ダリオ・アルジェント

 いよいよ「サスペリア・テルザ」が明日封切りということで、魔女三部作の真ん中にあたる「インフェルノ」をDVDで観直したのだった。

 昔、テレビ放送(WOWOWだったかも)を録画して何度も観ていた記憶があるんですが、そのときよりもわけがわからなくなっていた。たぶん昔は華麗な殺しの場面を観るだけで満足していたのだろう。嫌な子どもだ……。
 ストーリーよりも殺しの場面に重点が置かれているからよくわからないことになるのだと思うんです。シーンごとの迫力や凄味は大したものだと思うし、赤と青を強く使った色彩や音響はよくわからないけどすごい。でも全体像を考えるとおや?ということになる。今、自分は何を観ていたんだ?って。
 簡単にストーリーを書いておくと、『三母神』という三人の魔女をめぐる本を手にした人々が次々と殺されていくというもので、主人公が誰であるのかがわかりづらい構成になっていることがこの映画を難しくしているように思えた。というか、主人公なのかなと思われる人が次々と殺されていく展開なのだった。それぞれの殺しの場面にけっこうな時間を割いているから、全体のバランスが悪くなっている。だから、この映画を殺人シーンをつなげただけ、と感じる人が多いのではないかと思った。
 主人公が入れ替わっていくという風にも捉えることができると思うんですけど、そうなるとちょっと繋がりがあまりうまくないかなとも思った。もうちょっと物語、ないしは人物を描き込んでいればわかりやすくて、娯楽性も強くなったかなー、なんて。
 でもこの映画を観終えた後の、「あーアルジェントだったー」という充実感も大したものです。たぶん、ぼくはなんだかんだでこの映画が好きなんだと思う。アルジェント作品をもっとも堪能した気になれるのはこの映画なんじゃないかな。実際、色と音のハッタリは「サスペリア」に劣っていないし、建物内部の迷宮っぷりや地下室にある水たまりのシーンは幻想的。ここら辺、マリオ・バーヴァ大先生が絡んでるという話なんですけど。ちょっと待てよって思う間もなくテンションで押し切られる。つまりアルジェント節。

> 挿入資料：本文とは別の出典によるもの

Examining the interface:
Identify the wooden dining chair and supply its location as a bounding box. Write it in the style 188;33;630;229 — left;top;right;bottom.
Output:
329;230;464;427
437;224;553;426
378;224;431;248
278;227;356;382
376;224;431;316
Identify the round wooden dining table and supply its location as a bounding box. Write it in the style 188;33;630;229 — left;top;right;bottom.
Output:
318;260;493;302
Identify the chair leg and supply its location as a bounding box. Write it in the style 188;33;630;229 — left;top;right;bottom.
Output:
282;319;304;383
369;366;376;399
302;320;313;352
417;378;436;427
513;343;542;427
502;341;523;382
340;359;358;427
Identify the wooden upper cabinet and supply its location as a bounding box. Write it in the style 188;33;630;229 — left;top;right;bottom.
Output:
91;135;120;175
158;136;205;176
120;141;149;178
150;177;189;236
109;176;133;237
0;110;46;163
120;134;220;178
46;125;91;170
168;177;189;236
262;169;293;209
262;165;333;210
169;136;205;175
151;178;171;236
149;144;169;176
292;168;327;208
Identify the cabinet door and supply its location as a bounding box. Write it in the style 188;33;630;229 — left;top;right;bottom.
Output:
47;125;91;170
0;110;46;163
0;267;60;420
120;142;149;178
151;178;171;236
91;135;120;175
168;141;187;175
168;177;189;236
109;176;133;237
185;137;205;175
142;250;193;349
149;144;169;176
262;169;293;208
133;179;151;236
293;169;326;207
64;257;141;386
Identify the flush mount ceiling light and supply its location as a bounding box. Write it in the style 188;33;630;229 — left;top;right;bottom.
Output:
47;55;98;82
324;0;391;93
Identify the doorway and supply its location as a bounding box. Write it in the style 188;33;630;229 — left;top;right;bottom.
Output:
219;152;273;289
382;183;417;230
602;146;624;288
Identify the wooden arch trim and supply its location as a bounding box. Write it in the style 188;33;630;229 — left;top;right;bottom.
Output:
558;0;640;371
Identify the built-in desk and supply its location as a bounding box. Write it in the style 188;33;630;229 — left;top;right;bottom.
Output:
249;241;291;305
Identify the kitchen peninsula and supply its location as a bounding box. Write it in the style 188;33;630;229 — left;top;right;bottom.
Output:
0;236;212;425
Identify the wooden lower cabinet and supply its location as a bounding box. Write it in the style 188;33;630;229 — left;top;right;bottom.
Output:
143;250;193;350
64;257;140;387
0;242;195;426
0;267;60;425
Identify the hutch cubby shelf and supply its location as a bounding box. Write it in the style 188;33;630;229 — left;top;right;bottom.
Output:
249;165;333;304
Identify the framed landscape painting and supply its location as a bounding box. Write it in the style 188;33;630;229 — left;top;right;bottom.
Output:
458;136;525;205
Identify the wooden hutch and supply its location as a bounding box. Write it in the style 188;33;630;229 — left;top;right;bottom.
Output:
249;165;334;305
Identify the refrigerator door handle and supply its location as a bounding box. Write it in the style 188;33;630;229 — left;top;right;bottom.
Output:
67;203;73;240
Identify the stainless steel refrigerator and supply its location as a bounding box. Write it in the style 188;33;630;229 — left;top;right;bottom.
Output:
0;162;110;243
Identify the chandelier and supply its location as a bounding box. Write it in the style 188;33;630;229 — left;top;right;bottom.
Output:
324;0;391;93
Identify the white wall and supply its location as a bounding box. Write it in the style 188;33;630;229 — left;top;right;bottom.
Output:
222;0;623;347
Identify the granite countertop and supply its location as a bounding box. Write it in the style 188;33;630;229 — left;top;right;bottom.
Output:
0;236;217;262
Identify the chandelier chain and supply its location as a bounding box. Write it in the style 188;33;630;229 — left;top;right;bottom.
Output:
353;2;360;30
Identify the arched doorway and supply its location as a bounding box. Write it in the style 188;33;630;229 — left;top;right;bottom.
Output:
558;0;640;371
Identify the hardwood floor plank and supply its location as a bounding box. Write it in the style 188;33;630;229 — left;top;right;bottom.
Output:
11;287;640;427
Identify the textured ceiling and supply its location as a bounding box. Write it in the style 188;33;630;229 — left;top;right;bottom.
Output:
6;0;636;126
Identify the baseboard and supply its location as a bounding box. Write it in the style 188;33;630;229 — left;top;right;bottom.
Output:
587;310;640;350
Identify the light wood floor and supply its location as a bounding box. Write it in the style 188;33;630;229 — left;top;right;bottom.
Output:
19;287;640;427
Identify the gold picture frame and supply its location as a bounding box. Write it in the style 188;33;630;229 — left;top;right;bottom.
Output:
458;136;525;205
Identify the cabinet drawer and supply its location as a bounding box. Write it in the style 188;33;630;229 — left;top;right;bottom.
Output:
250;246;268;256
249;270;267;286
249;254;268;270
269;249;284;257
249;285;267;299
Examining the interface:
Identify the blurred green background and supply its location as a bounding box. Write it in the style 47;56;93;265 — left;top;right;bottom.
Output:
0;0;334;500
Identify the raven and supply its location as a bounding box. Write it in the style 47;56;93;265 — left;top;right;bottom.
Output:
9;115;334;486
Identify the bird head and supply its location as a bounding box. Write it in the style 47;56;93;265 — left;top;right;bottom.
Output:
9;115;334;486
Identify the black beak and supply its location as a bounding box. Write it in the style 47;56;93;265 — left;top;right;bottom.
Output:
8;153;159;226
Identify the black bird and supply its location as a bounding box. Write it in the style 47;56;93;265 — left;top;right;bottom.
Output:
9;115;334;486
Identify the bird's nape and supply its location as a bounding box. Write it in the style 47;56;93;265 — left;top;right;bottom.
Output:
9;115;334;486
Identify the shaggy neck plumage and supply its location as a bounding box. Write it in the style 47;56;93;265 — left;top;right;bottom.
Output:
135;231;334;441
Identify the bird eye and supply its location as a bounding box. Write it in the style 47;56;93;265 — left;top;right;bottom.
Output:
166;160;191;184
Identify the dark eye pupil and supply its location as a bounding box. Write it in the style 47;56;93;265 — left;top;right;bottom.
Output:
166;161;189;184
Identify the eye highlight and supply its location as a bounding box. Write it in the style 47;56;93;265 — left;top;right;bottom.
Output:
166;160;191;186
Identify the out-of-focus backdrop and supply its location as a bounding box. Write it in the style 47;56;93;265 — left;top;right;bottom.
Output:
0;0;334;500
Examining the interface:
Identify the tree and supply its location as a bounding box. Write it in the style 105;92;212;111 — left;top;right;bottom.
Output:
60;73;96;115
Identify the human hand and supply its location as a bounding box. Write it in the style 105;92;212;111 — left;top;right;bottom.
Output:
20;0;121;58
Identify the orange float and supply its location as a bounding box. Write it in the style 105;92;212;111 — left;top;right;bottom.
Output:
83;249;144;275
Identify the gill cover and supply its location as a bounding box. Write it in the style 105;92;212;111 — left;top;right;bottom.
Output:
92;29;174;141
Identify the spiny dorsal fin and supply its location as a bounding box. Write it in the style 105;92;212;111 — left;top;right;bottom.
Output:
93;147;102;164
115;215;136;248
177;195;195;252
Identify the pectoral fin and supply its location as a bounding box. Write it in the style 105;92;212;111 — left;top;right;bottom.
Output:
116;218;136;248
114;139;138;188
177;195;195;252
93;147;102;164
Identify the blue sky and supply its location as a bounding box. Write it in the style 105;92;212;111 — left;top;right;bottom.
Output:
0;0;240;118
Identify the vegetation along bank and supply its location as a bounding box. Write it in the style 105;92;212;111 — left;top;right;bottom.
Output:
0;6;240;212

 有名なホットドッグ屋のオヤジのシーンは何度か観ちゃったんですが、ほんとわけわかんない(笑)。でも好き。あの走ってくるオヤジの有無を言わさない感じ。足場の悪そうなところをけっこう遠くからわりと力入れて走ってきてるんですよね。それが迫力を生んでいるのかな。
 そういえば、ローマの学校の場面で出てくる謎の美女。エンドロールではmusical studentってなっていましたが、もしかして彼女が涙の母なのだろうか。劇中で三母神(ため息の母、暗黒の母、涙の母)の中で一番若くて美しいと言われていたので、なんとなくそう思った。でも魔女はタクシー乗らないか(笑)。